Page 30 - Binder2
P. 30

3.  They are structurally entrenched.
                       These strategies are standard practice. They are
                       built into treatment guidelines, reimbursement
                       systems, and clinical workflows. They persist not
                       because they work, but because there is no widely
                       adopted alternative.

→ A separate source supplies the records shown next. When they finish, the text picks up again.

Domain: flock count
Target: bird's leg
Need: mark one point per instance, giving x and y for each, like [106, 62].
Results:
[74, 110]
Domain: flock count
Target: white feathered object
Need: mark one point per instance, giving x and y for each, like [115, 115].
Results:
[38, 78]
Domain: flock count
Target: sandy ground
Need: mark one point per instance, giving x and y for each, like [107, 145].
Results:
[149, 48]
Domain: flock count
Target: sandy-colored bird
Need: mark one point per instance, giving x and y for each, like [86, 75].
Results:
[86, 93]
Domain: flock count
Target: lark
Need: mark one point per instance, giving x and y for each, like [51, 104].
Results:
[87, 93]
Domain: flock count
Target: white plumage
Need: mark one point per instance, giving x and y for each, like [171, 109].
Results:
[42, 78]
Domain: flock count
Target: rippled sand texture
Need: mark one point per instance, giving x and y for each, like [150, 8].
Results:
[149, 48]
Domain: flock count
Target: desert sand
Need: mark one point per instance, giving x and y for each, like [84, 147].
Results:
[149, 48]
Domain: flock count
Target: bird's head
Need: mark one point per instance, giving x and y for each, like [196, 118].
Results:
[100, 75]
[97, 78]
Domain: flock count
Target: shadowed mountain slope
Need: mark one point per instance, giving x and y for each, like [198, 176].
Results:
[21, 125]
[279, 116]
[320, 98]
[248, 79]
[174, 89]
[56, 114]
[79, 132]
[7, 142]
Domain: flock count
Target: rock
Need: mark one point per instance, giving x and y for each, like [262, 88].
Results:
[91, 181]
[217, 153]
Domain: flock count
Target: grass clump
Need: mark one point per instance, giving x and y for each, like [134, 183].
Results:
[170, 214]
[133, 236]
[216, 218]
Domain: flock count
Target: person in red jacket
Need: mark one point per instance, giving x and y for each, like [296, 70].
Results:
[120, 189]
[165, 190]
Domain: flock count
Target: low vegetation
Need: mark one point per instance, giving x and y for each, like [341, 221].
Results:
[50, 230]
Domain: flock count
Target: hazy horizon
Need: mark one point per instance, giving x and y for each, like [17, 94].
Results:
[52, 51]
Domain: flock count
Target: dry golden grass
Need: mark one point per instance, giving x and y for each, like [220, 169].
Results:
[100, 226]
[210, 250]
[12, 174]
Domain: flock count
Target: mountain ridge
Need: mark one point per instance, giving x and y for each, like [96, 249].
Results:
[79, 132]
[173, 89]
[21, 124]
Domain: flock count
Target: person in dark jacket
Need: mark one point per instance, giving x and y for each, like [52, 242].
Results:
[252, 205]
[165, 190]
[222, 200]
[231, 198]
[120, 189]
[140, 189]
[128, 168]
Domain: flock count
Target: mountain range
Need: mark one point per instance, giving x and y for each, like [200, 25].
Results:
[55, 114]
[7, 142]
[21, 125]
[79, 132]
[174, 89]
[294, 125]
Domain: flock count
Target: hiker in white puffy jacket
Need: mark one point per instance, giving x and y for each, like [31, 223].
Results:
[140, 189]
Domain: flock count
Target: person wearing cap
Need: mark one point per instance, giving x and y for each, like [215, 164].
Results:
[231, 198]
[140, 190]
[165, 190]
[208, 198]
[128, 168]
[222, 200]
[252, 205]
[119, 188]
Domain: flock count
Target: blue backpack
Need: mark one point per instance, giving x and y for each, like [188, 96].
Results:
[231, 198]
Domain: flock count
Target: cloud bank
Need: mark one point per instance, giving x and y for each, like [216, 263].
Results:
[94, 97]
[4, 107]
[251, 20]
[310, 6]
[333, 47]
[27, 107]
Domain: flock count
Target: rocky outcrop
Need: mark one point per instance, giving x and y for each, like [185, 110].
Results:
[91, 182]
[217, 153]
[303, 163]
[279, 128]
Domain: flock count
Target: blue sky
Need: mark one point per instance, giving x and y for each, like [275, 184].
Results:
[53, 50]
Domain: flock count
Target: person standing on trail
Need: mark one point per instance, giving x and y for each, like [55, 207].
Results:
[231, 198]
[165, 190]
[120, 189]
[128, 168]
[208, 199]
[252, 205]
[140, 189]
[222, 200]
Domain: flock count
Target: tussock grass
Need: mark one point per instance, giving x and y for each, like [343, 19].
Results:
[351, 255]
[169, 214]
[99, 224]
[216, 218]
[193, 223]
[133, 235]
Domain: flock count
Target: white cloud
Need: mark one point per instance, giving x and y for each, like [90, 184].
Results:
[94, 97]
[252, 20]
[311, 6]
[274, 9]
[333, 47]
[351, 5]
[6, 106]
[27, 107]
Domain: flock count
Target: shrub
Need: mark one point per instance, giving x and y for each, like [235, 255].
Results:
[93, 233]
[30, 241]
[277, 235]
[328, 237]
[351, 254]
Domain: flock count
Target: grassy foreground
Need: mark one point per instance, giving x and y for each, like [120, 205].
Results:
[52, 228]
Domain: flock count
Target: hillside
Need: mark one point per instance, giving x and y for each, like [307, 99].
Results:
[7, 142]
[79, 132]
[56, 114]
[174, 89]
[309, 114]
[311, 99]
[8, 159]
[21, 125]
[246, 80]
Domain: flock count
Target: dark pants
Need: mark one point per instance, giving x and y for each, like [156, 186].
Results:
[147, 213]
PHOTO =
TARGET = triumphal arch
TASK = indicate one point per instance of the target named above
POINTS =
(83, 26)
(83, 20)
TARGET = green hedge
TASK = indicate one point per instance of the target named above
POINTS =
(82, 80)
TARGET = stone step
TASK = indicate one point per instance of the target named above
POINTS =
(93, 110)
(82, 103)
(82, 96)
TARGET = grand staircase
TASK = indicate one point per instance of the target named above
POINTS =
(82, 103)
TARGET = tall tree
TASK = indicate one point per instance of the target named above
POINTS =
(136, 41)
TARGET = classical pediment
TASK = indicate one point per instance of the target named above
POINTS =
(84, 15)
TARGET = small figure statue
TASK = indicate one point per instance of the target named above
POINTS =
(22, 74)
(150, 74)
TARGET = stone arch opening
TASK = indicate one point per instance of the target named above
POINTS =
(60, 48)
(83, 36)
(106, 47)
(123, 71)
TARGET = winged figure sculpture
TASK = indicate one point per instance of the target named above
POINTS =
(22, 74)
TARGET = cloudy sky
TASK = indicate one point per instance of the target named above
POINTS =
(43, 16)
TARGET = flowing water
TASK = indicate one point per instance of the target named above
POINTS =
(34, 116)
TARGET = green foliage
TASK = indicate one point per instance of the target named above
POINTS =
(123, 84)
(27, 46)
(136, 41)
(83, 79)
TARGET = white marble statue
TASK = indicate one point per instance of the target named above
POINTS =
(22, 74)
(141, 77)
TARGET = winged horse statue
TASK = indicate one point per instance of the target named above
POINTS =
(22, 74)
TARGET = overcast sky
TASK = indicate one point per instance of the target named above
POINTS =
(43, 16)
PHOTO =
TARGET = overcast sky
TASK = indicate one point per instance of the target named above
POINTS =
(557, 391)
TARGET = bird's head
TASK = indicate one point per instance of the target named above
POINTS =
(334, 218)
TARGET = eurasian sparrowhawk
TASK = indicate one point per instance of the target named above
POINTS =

               The Illusion of Control

               From the outside, these coping strategies—dose escalation,
               immunosuppressant add-ons, therapeutic switching—
               suggest a system equipped to handle complexity. To the
               untrained eye, it looks adaptive: a highly specialized field
               responding to biologic variability with individualized
               solutions. There are algorithms. Flowcharts. Guidelines. It
               all looks very precise.

               But from the inside—from the patient’s perspective—it
               doesn’t feel like strategy. It feels like trial and error
               dressed in a lab coat. A game of pharmacological roulette.
               One drug is replaced with another. One mechanism is
               swapped for the next. One side effect gives way to another
               unknown. All the while, the patient is told this is normal.
               Expected. Even optimal.


               But it doesn’t feel optimal.


               It feels like guesswork. It feels like buying time. It feels
               like a system improvising in slow motion, hoping each
               new move will stick just long enough to justify the cost.
               And if it doesn’t? Try the next one. Add another drug.
               Increase the dose. Wait. Repeat.